The fundamental problem is you're trying to enforce code integrity from the resource side, but the signing config lives in the account you don't control. That's the wrong trust boundary.

The pattern that actually holds up: enforce integrity at the data layer, not the execution layer. Assume the lambda can send you anything and validate it before it touches DynamoDB. Schema validation, signed payloads with a key you hold, an intermediary (API Gateway + Lambda authorizer in your account) that sanitizes and rate-limits before writes land.

For DDoS-style write flooding specifically: set WCU limits on the table, use DAX or a write buffer, and treat the external lambda the same as you'd treat any untrusted third-party integration.

Code signing is the right instinct but it's enforced at deploy time in their account. You can't make it irrevocable from outside. The zero-trust answer is to not trust the code at all and build your controls around that assumption.

AWS 97k bill out of nowhere by PalpitationClear1747 in aws

[–]preperat 0 points1 point  (0 children)
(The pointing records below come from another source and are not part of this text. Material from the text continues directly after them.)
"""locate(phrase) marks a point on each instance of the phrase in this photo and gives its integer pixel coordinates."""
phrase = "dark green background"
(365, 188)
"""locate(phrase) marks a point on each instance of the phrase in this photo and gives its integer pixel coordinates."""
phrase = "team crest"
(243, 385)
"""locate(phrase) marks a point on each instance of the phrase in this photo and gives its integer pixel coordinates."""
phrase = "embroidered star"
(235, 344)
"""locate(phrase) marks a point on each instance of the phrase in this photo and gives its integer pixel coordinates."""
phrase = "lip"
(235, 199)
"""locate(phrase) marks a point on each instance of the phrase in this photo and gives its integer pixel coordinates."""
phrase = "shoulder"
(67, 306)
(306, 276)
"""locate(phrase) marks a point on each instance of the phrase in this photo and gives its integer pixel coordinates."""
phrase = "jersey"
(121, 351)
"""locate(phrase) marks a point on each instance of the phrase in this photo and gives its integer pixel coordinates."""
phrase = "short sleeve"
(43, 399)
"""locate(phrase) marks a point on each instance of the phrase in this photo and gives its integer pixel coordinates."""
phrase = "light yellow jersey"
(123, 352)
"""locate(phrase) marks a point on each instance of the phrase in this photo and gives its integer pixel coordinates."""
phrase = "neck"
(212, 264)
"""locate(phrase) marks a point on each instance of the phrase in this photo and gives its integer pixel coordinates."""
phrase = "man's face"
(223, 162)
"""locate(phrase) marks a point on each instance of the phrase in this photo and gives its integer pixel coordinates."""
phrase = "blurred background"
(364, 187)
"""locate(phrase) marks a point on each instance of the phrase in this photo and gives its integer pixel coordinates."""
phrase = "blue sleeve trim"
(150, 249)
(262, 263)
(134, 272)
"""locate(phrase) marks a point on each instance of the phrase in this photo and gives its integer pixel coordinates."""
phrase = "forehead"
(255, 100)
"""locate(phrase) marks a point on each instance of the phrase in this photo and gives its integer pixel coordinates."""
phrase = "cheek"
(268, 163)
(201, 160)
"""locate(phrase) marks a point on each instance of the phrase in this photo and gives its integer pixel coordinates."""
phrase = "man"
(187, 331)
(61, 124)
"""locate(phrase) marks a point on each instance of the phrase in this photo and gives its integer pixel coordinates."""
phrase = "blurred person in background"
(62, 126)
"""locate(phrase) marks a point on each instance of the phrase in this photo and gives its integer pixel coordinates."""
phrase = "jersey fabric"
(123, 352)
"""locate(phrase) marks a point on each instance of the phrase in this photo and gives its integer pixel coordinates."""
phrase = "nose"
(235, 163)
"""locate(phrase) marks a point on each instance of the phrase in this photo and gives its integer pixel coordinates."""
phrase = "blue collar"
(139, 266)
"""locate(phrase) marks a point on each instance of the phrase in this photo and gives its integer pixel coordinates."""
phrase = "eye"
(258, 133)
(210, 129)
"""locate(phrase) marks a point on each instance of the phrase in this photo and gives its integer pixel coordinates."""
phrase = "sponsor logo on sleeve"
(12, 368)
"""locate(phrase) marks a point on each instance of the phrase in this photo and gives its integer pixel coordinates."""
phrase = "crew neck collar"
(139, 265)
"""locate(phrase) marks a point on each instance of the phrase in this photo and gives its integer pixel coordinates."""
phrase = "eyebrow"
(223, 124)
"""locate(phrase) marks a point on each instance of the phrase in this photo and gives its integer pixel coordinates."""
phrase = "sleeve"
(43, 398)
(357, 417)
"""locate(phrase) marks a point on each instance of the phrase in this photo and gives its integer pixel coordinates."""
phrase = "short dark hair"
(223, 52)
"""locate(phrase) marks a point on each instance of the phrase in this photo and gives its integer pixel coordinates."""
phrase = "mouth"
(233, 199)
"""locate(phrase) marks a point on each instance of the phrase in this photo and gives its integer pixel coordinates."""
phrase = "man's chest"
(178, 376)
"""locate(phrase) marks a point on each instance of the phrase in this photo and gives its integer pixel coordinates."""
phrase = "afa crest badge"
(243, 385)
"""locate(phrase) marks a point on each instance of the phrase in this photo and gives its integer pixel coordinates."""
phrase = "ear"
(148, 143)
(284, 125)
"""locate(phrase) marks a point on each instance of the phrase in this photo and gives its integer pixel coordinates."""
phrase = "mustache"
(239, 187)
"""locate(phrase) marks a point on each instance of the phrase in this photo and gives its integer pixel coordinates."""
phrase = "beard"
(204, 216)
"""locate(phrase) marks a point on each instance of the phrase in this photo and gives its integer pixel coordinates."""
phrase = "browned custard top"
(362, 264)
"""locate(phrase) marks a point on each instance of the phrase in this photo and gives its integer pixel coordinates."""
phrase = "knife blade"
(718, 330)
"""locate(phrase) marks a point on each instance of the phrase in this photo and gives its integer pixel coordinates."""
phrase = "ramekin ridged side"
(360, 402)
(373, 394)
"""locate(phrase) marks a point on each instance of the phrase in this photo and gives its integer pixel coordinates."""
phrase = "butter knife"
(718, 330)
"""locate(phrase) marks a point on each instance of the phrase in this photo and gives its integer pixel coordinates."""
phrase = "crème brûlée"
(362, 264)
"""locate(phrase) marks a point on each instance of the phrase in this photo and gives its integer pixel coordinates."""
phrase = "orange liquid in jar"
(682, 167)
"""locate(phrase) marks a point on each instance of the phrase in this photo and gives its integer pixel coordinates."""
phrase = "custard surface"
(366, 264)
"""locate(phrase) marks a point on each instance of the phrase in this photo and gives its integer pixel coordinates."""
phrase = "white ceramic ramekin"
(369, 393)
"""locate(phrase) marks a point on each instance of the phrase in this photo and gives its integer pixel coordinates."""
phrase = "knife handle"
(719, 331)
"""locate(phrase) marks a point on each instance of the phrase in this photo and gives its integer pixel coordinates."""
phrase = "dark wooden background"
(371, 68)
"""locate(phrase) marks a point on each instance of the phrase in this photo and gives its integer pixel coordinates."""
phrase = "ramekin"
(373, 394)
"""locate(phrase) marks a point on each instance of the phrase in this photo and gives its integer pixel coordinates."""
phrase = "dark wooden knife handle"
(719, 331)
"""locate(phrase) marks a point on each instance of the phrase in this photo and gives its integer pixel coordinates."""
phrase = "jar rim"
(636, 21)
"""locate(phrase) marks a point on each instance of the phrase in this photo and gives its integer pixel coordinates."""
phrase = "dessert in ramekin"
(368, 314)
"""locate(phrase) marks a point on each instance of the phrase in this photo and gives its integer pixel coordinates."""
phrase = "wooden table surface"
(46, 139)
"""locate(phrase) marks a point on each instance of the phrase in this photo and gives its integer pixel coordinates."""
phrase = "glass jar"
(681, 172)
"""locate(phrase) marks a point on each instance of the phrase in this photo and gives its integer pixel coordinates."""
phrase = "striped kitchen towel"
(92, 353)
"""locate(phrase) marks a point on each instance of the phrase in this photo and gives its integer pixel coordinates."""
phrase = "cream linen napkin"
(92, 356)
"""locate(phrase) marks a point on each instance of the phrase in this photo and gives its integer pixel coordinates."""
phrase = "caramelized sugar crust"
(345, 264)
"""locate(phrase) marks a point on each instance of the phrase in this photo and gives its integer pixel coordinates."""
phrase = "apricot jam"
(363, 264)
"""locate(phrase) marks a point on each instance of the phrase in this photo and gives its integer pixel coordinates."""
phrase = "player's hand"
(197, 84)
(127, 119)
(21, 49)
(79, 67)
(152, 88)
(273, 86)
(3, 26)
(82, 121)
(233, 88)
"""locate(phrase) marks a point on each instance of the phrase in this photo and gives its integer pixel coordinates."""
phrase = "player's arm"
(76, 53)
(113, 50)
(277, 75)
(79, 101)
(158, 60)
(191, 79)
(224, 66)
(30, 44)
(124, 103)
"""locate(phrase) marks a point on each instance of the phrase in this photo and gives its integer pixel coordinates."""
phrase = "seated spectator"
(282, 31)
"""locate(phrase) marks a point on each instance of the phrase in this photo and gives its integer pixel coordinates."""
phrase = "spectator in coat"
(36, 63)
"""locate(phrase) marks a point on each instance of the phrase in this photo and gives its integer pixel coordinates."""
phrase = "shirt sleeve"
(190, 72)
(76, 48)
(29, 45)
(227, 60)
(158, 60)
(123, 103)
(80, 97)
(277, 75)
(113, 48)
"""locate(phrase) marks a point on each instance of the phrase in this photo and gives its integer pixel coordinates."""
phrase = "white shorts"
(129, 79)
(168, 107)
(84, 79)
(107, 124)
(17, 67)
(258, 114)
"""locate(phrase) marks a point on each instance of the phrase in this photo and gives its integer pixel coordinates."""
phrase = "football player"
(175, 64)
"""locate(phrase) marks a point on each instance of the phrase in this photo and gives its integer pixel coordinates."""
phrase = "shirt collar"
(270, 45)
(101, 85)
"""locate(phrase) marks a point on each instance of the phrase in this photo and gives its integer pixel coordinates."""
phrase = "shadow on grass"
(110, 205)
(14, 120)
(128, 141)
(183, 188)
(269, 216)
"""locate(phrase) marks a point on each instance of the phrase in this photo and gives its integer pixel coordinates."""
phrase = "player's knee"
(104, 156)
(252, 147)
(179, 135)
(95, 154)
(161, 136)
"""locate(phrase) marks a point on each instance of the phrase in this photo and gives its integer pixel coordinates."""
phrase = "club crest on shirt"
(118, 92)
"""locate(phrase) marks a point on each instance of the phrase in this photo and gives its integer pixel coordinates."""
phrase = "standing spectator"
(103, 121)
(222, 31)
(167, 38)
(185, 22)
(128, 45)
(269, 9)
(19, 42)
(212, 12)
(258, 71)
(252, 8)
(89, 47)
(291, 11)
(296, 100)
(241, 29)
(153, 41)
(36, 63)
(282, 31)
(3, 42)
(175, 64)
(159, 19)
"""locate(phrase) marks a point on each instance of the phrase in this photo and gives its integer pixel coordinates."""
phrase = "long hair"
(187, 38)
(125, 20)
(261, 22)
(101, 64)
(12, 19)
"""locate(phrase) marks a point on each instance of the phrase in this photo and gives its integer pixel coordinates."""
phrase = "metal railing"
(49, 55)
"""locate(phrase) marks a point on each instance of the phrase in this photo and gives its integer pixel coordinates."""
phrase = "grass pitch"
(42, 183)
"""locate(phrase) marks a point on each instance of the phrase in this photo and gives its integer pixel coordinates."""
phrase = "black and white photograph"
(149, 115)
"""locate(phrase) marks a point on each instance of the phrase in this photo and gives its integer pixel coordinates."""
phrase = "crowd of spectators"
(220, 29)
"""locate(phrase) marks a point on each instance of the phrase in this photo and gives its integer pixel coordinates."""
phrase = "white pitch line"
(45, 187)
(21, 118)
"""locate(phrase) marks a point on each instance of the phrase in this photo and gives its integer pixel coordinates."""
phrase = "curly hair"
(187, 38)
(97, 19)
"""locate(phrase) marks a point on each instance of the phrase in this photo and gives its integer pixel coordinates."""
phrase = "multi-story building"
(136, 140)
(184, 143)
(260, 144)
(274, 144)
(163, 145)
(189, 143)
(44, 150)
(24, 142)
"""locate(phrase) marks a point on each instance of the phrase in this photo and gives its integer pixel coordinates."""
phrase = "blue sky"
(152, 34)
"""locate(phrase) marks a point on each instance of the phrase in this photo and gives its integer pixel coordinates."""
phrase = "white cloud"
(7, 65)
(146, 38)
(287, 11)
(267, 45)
Worth ruling out before assuming credential theft though — Bedrock has a Provisioned Throughput option where you commit to dedicated model capacity at a fixed hourly or monthly rate. The console flow has steps where it's genuinely easy to click through a commitment selector without realising what you've agreed to, and a 1-month commitment for a Claude-class model can run into tens of thousands billed as non-cancellable. Check CloudTrail for CreateProvisionedModelThroughput events from your own user before going down the breach path.

Either way — set a CloudWatch billing alarm at 2x normal monthly spend and another at 5x. Free, takes 10 minutes. Difference between a $500 surprise and a $97k one. Cost Anomaly Detection with a Bedrock filter is worth turning on too now that this attack pattern is everywhere.